|
|
|
|
|
|
by electronvolt
3258 days ago
|
|
|
I'd agree, and the article basically says the same thing--the language is too expressive, and therefore hard to analyze. I don't know that much about the Ether devs, but I'd expect it just didn't occur to them--even among PL folks, knowledge & experience with something like coq is somewhat rare unless you went to the right undergrad or grad school. Especially if you weren't keeping up with the latest research in the last ~5-10 years or so. Something like Coq with a few primitives to represent interacting with the Ether network, and an optimizing, verified cross compiler would have been a perfect fit for this sort of thing, in my opinion. It's a shame that they didn't go that route, the extra dev time to get it right probably wouldn't have been equivalent to 200+ dev-years of cost (~31 million). |
|
|
Hmm, you'd think they'd know about languages like Haskell though.

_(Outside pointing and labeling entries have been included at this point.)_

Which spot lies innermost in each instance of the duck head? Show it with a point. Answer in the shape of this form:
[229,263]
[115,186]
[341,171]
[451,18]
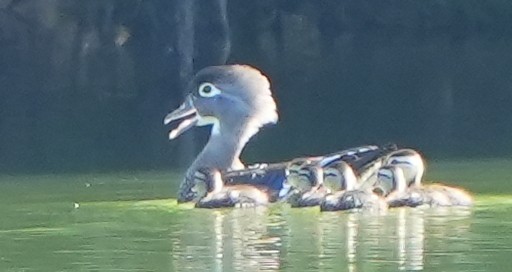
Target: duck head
[236,101]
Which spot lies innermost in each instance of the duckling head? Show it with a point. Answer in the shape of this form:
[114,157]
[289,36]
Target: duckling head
[390,178]
[340,176]
[205,180]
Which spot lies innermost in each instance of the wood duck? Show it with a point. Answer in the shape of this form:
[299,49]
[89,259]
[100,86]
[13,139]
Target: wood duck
[219,195]
[392,182]
[236,100]
[351,193]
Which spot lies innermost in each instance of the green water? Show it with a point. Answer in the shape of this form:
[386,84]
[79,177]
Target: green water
[130,222]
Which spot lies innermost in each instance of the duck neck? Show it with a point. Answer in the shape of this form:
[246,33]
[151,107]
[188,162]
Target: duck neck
[224,147]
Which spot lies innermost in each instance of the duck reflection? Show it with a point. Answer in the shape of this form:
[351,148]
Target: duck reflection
[263,239]
[243,241]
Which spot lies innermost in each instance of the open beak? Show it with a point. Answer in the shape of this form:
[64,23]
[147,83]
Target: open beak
[188,115]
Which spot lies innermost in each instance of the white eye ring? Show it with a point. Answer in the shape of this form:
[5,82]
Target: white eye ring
[208,90]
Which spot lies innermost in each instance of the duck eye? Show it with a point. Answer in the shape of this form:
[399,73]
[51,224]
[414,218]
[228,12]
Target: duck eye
[208,90]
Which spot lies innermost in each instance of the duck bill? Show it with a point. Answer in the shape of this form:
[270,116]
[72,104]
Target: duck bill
[187,113]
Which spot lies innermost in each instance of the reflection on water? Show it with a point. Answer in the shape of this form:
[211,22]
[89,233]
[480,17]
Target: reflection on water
[42,231]
[304,239]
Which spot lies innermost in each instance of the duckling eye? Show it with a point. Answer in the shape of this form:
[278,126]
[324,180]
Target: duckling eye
[208,90]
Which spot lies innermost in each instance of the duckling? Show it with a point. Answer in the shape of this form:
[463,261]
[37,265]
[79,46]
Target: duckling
[220,195]
[312,191]
[393,184]
[306,176]
[411,163]
[352,194]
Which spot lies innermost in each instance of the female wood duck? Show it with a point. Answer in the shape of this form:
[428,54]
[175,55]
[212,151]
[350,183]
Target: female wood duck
[219,195]
[392,181]
[353,195]
[237,101]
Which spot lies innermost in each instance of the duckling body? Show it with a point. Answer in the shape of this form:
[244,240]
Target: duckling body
[351,195]
[364,200]
[320,177]
[312,192]
[220,195]
[433,195]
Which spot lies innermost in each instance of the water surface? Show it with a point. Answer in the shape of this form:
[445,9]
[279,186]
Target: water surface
[131,222]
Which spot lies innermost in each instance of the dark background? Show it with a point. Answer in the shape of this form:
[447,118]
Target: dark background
[84,85]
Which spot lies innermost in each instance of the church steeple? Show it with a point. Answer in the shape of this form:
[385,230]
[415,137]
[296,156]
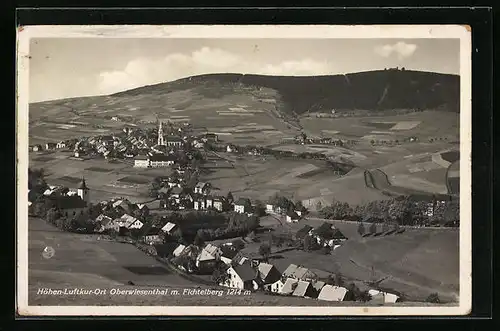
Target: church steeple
[160,134]
[83,190]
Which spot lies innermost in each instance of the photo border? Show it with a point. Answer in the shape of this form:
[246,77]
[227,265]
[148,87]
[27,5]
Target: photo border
[218,307]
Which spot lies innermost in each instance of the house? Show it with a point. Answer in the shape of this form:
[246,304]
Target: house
[208,257]
[219,203]
[383,296]
[153,236]
[211,137]
[318,286]
[327,235]
[292,217]
[175,194]
[332,293]
[122,206]
[268,273]
[174,141]
[170,228]
[202,188]
[304,231]
[103,219]
[289,286]
[301,211]
[200,204]
[229,253]
[129,222]
[243,205]
[304,289]
[275,287]
[141,161]
[242,277]
[179,250]
[298,272]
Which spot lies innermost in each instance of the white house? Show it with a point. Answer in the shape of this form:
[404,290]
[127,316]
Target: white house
[179,250]
[289,286]
[169,228]
[275,287]
[202,188]
[141,161]
[243,205]
[332,293]
[218,203]
[292,217]
[153,237]
[269,208]
[241,277]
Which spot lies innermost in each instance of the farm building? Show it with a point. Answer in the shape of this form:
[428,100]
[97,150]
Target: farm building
[332,293]
[141,161]
[179,250]
[292,217]
[303,289]
[202,188]
[242,277]
[153,236]
[275,287]
[327,235]
[268,273]
[229,253]
[289,286]
[170,228]
[298,272]
[208,257]
[243,205]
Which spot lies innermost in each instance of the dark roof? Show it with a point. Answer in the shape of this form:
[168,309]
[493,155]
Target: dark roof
[162,157]
[82,184]
[246,272]
[176,190]
[228,251]
[303,231]
[67,202]
[243,202]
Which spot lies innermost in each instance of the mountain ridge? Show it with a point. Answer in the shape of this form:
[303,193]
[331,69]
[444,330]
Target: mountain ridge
[369,90]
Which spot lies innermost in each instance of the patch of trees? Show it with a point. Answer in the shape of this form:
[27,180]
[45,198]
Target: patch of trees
[401,210]
[237,225]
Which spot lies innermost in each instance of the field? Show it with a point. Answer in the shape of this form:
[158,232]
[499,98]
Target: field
[83,262]
[105,180]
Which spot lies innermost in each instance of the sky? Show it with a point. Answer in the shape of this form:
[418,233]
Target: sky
[74,67]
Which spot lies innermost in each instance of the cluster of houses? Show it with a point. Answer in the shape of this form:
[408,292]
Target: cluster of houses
[243,273]
[132,143]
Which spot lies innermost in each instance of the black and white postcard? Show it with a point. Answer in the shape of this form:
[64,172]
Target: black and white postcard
[205,170]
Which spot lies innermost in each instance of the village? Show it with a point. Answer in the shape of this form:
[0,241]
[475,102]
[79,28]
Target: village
[202,232]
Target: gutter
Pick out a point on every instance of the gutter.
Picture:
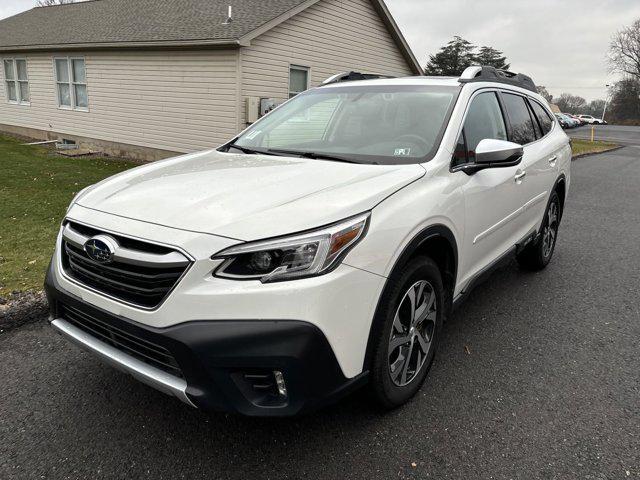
(221, 43)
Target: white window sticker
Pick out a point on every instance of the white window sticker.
(402, 152)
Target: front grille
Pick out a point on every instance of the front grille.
(143, 350)
(145, 286)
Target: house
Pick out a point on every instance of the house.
(150, 79)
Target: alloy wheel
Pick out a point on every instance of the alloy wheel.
(412, 332)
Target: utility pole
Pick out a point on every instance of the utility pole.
(606, 102)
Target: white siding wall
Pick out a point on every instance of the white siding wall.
(330, 37)
(178, 101)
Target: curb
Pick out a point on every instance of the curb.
(589, 154)
(23, 308)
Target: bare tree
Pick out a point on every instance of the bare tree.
(624, 52)
(570, 103)
(48, 3)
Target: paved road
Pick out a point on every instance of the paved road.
(612, 133)
(550, 389)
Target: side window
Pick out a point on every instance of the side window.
(543, 117)
(522, 130)
(460, 153)
(484, 120)
(536, 126)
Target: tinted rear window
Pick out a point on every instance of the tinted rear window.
(544, 119)
(522, 130)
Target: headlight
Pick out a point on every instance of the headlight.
(287, 258)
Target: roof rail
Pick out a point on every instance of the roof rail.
(352, 76)
(477, 73)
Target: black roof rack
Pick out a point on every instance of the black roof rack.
(353, 76)
(492, 74)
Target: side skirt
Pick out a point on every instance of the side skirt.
(486, 272)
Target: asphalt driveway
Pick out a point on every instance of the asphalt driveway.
(623, 135)
(547, 387)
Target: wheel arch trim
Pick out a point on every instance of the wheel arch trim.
(429, 233)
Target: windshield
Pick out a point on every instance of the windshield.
(388, 124)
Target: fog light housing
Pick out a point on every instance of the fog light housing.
(282, 386)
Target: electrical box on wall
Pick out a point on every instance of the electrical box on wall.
(266, 105)
(253, 109)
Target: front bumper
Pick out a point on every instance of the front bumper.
(216, 357)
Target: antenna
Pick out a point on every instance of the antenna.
(229, 16)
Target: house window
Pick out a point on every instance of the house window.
(71, 81)
(298, 80)
(17, 81)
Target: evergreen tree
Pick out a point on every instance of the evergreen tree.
(452, 59)
(489, 56)
(542, 90)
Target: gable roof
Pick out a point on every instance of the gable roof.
(151, 23)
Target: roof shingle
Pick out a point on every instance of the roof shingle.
(138, 21)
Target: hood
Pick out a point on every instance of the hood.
(246, 197)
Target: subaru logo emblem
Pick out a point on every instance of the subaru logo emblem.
(100, 248)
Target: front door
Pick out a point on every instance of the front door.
(493, 197)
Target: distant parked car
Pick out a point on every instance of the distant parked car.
(591, 120)
(577, 118)
(563, 123)
(568, 121)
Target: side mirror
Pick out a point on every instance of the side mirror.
(492, 153)
(489, 152)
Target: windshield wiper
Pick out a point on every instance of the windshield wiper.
(249, 151)
(315, 156)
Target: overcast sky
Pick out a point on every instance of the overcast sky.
(560, 43)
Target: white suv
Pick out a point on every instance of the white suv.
(591, 120)
(321, 249)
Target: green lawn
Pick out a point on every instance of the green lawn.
(582, 147)
(36, 186)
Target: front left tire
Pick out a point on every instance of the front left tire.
(409, 320)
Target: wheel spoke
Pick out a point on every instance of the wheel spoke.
(411, 295)
(397, 367)
(424, 346)
(405, 367)
(398, 341)
(397, 324)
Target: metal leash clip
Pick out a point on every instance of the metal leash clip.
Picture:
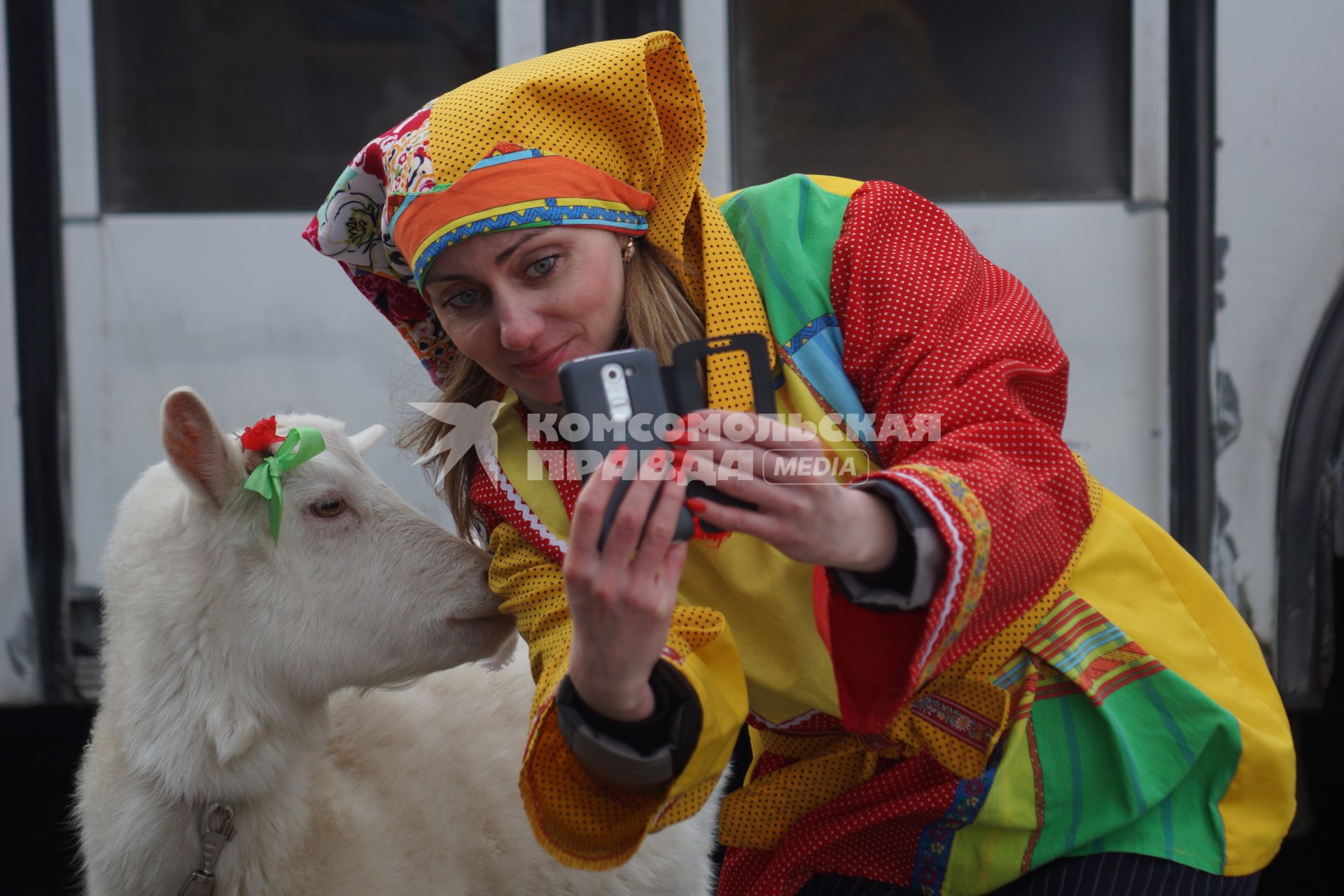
(217, 830)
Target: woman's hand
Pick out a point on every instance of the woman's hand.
(802, 510)
(622, 598)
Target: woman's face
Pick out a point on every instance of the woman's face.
(521, 304)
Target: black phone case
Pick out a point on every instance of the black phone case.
(581, 386)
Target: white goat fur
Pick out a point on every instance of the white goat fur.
(230, 673)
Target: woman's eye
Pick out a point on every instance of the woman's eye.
(331, 507)
(542, 266)
(464, 298)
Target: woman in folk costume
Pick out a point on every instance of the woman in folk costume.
(967, 669)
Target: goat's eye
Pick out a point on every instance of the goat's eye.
(331, 507)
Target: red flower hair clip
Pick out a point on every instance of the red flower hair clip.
(261, 435)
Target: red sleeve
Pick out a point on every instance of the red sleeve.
(933, 328)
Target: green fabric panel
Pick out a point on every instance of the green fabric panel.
(1145, 771)
(787, 230)
(988, 853)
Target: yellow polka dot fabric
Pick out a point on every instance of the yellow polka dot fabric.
(632, 109)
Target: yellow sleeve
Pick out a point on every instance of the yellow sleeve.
(582, 821)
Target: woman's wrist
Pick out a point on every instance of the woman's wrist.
(870, 514)
(617, 700)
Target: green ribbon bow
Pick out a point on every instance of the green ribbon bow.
(265, 479)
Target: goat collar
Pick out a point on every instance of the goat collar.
(217, 830)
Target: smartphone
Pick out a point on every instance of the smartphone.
(622, 396)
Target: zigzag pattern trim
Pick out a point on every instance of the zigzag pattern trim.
(486, 451)
(549, 214)
(811, 330)
(958, 558)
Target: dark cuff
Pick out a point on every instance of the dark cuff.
(914, 574)
(635, 755)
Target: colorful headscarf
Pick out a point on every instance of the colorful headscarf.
(628, 109)
(512, 187)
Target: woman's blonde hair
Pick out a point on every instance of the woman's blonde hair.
(657, 316)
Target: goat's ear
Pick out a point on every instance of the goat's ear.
(209, 463)
(232, 729)
(365, 440)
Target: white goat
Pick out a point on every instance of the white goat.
(230, 663)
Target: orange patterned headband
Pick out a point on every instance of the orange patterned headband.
(512, 188)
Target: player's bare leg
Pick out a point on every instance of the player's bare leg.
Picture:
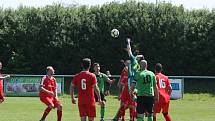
(46, 112)
(59, 113)
(1, 100)
(120, 112)
(140, 117)
(154, 117)
(91, 118)
(84, 118)
(167, 116)
(133, 112)
(102, 111)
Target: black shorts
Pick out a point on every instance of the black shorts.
(145, 104)
(102, 97)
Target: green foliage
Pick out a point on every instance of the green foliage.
(32, 38)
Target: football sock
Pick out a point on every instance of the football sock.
(154, 118)
(167, 116)
(59, 115)
(139, 117)
(132, 114)
(46, 112)
(102, 112)
(150, 117)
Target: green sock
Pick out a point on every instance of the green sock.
(150, 117)
(116, 115)
(102, 112)
(139, 117)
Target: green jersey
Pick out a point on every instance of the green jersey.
(133, 67)
(145, 81)
(101, 79)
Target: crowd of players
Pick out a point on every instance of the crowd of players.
(141, 91)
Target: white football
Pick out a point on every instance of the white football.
(114, 33)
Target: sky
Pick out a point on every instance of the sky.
(189, 4)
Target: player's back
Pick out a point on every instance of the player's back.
(145, 83)
(163, 84)
(85, 82)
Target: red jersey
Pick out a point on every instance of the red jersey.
(163, 84)
(49, 84)
(85, 82)
(124, 81)
(1, 83)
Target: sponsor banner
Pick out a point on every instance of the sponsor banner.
(27, 85)
(177, 88)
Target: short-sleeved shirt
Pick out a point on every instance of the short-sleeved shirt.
(124, 81)
(49, 84)
(133, 68)
(101, 79)
(145, 81)
(85, 82)
(163, 84)
(1, 82)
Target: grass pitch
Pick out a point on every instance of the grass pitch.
(193, 107)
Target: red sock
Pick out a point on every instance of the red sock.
(121, 112)
(132, 114)
(46, 112)
(154, 118)
(59, 115)
(167, 117)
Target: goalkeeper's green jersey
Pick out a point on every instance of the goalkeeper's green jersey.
(145, 83)
(133, 67)
(101, 79)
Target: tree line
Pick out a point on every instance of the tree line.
(182, 40)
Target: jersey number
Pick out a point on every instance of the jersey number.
(162, 83)
(83, 84)
(147, 79)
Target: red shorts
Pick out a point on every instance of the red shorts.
(1, 94)
(161, 106)
(87, 110)
(50, 101)
(127, 100)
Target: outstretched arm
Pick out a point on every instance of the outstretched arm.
(4, 77)
(129, 47)
(72, 93)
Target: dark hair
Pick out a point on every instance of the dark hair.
(158, 67)
(86, 63)
(95, 64)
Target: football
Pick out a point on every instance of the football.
(114, 33)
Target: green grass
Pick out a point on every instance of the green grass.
(193, 107)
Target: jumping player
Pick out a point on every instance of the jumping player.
(101, 79)
(2, 98)
(165, 89)
(86, 83)
(48, 94)
(145, 83)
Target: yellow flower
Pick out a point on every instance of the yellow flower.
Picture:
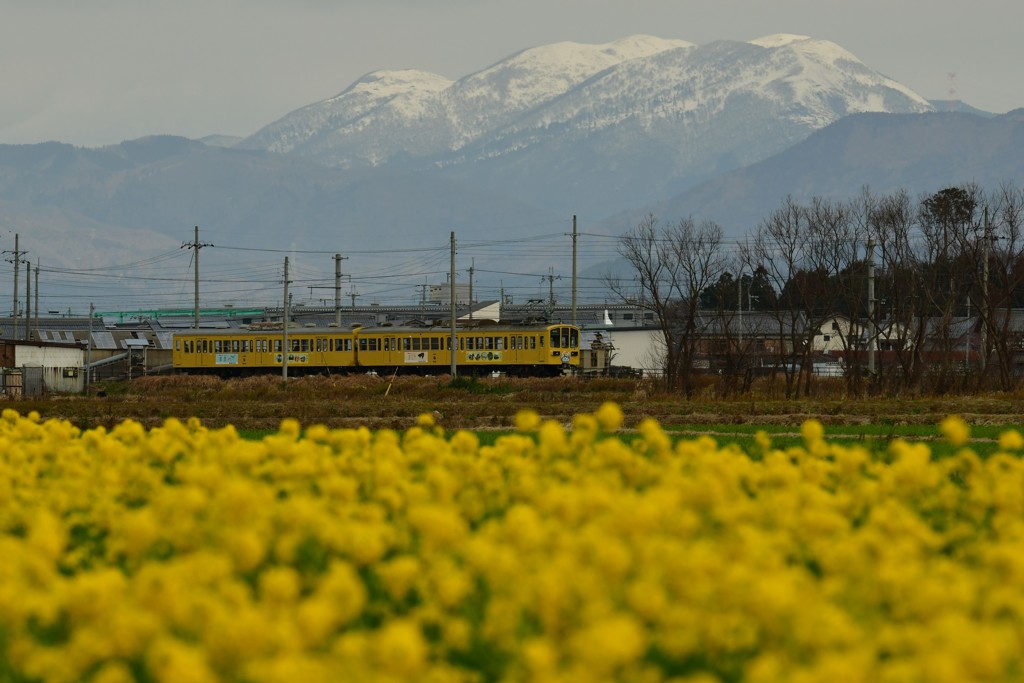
(399, 649)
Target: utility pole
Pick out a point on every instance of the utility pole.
(872, 329)
(454, 316)
(472, 265)
(196, 245)
(551, 278)
(37, 298)
(88, 351)
(739, 306)
(984, 298)
(573, 269)
(337, 289)
(28, 300)
(15, 260)
(284, 350)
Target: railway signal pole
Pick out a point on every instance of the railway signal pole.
(337, 289)
(284, 348)
(574, 235)
(455, 338)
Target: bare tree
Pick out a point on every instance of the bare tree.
(892, 224)
(999, 250)
(674, 265)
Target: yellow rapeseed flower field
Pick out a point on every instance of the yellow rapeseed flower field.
(183, 554)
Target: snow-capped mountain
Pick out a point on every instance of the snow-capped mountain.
(644, 115)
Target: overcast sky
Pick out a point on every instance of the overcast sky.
(98, 72)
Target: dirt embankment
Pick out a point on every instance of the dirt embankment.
(484, 403)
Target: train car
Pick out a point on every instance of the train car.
(520, 350)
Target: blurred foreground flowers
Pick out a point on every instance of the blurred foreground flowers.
(185, 554)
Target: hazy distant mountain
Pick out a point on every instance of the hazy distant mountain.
(401, 159)
(882, 152)
(597, 126)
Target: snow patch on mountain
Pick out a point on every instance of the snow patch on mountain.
(698, 108)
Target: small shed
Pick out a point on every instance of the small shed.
(31, 367)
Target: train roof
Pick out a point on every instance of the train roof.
(388, 330)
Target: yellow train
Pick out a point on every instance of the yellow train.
(519, 350)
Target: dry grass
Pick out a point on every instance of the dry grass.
(261, 402)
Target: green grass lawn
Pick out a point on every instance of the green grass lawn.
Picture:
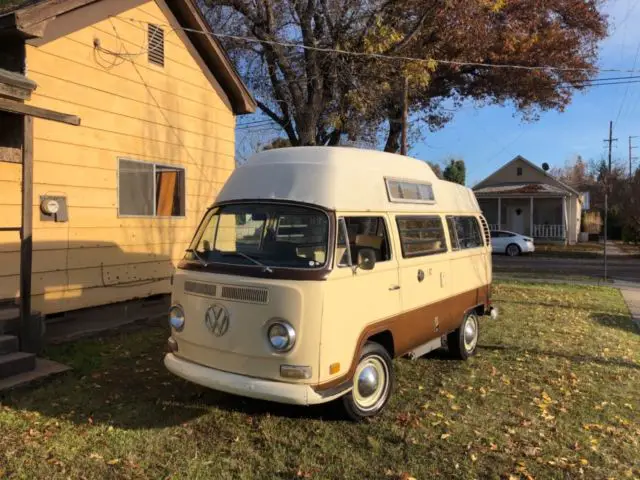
(554, 392)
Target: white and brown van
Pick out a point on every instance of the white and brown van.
(317, 266)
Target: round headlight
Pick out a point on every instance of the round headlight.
(176, 318)
(282, 336)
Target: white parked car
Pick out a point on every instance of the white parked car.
(510, 243)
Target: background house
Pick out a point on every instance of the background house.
(157, 106)
(523, 198)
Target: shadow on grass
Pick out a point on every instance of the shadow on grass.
(571, 357)
(130, 388)
(619, 322)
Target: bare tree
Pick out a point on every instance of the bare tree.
(292, 54)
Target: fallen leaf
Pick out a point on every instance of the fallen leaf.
(532, 451)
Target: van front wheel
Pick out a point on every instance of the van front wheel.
(464, 341)
(372, 383)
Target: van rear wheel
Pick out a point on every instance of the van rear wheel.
(463, 342)
(373, 383)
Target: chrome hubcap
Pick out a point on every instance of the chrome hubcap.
(470, 333)
(370, 383)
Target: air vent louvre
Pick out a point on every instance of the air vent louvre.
(251, 295)
(486, 230)
(198, 288)
(155, 45)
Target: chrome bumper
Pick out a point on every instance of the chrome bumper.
(282, 392)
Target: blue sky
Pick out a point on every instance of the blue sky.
(488, 137)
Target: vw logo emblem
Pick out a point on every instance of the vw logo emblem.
(217, 320)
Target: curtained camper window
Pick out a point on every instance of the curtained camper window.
(150, 190)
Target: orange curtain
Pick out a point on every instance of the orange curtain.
(167, 182)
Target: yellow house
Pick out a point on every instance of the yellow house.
(117, 195)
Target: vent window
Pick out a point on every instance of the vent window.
(155, 47)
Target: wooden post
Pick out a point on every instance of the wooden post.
(405, 114)
(531, 217)
(26, 239)
(565, 223)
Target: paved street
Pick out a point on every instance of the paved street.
(626, 269)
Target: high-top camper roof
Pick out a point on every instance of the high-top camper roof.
(346, 179)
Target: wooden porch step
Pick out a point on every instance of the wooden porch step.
(9, 344)
(16, 363)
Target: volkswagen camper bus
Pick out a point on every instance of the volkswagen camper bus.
(316, 266)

I don't think it would be practical to expect developers to write verified code anyway; it's still far too challenging in general. Having a language where you could optionally formally verify the code would have been useful though.
> Something like Coq with a few primitives to represent interacting with the Ether network, and an optimizing, verified cross compiler would have been a perfect fit for this sort of thing, in my opinion
You wouldn't think something like Coq with a few primitives would make some contracts difficult to write?